Reader: New car, poor tyres

2013-02-05 16:45

Wheels24 Reader Chris shares has shared his thoughts on tyres, spares wheels and dealer practices.

"I am looking at buying a new quality car and I am very disappointed to find that so many make use  of the very dangerous practice of supplying sub-standard spare wheels.

These wheels are smaller, have limited speed and range. Should you need to change a wheel in a remote area that could mean being stranded where there is no assistance and out of range of cellphone use.


In addition, if there are four people in the car and the boot is full, where do you put the wheel you just took off ?

There are even more dangerous cars that do not have a spare wheel at all. I would be scared to take a car like this very far from a garage.

There is also the tendency to fit run-flat tyres. These generally cannot be repaired, are expensive to replace and not readily available.

These systems may be suitable for Europe but are certainly not suitable for South Africa, other African countries or areas where roads are bad and there are vast distances between towns.

The effect is these cars could place you in a very dangerous situation and should not be allowed."

Do you agree with Chris? Automakers anything to say?

Email us and we'll publish your thoughts - or use the Readers' Comments section below...

  • raath - 2013-02-06 07:36

    "These wheels are smaller, have limited speed and range." They are smaller to save space, limited speed is better than no speed, and the short range forces you to change the tyre sooner rather than driving with your spare for too long. "There is also the tendency to fit run-flat tyres. These generally cannot be repaired, are expensive to replace and not readily available." Feel free to change the tyres then - or get a car without run-flats. "The effect is these cars could place you in a very dangerous situation." There are ways to mitigate all your concerns. Complaining about cars being unsafe because of the spare tyres is just juvenile. Rather write something about people with worn and smooth tyres, tyres being fitted the wrong way around against their water-dispersing threads, or tyres being under-inflated. Did you know that a tyre only bursts at around 14 bar? You can easily inflate your tyre more. Under-inflated tyres are the major cause of tyre failure from tyre-wall fatigue and stresses. And no, inflating it a bit more than the recommended pressure won't affect your wear on the tyre surface, because that surface is too stiff to change shape under those pressures.

      brak.jan - 2013-02-06 09:08

      Agreed, there are much more important factors to consider. If the 'marie biscuit' really worries you, get a full size spare, even if its on a steel rim.

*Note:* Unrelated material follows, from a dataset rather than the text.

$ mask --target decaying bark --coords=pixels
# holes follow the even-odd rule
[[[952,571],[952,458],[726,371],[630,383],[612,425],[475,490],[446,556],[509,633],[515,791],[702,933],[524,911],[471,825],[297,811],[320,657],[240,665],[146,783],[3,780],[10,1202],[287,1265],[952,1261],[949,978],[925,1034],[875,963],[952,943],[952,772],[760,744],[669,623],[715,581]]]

      Killbot79 - 2013-02-06 09:45

      Marie biscuits are fine to get you around till you have a chance to fix the damaged tyre, but what irks me is, the tyre is rated a top speed of 80km/h but then you see people driving over 120km on the freeway with these thin tyres. Not very clever, there is a reason for that rating.

      thando.gqabaza - 2013-02-06 11:30

      Some manufacturers insist on full size spare wheels.I believe that this is a safety feature given our vast distances and harsh conditions. The manufacturers fitting marie biscuits must realize that we are not in Europe. As for run flats - I had a 3 series and had a flat tyre while driving to Durban on Christmas eve a few years ago. I made it to Durban but since everyone was closed for the next 2 days could not buy another tyre and thus use my car. And yes they normally recommend buying a new tyre instead of repairing a run flat. Once again , designed for Europe , not for Africa.

  • riotousr - 2013-02-06 09:54

    In most cases we call it the biscuit. If you change your 4 tyres from manufacture size the abominable biscuit becomes dangerously undersized. The labels do, however, warn you not to drive extended distances with such tyres. Whether you buy the car used or brand new my advice is that you try to negotiate a spare wheel that is of identical dimensions to your four driving wheels. Most dealerships are always wheeling to steal a tyre from that dud so that they can break a sale.

  • ben.maluleke - 2013-02-06 13:11

    Yeah that's very true I bought a car and didn't check my spare till I got flat tyre and only to find my spare is incorrect size, luckily I was next to tyre and wheel dealer.....

      raath - 2013-02-07 08:45

      "Didn't check my spare" <-- your mistake then? :)

  • colin.ashby.35 - 2013-02-06 13:12

    looks like his wheel alignment is off. i dont believe that new cars come with 2nd grade tyres.maybe 2nd hand cars , but not new. i would rather have a marie biscuit than a run flat.

  • carolyn.ferreira.750 - 2013-02-06 20:05

    Run-flats are more expensive and are becoming more available with every month because more vehicles are being fitted with them, they have one big advantage over other tyres, you can drive 350+km on them without having to stop, witout any damage to the rim or the car, your handling is hardly affected, granted one has to slow down a little to prevent the tyres from overheating but you can drive until you are in a position to then replace the tyre in a safe environment.

  • Mandy Casey - 2013-02-08 02:25

    I fully agree with the writer, how much more difficult is it to sell a car with a spare that is identical in size to the other four wheels!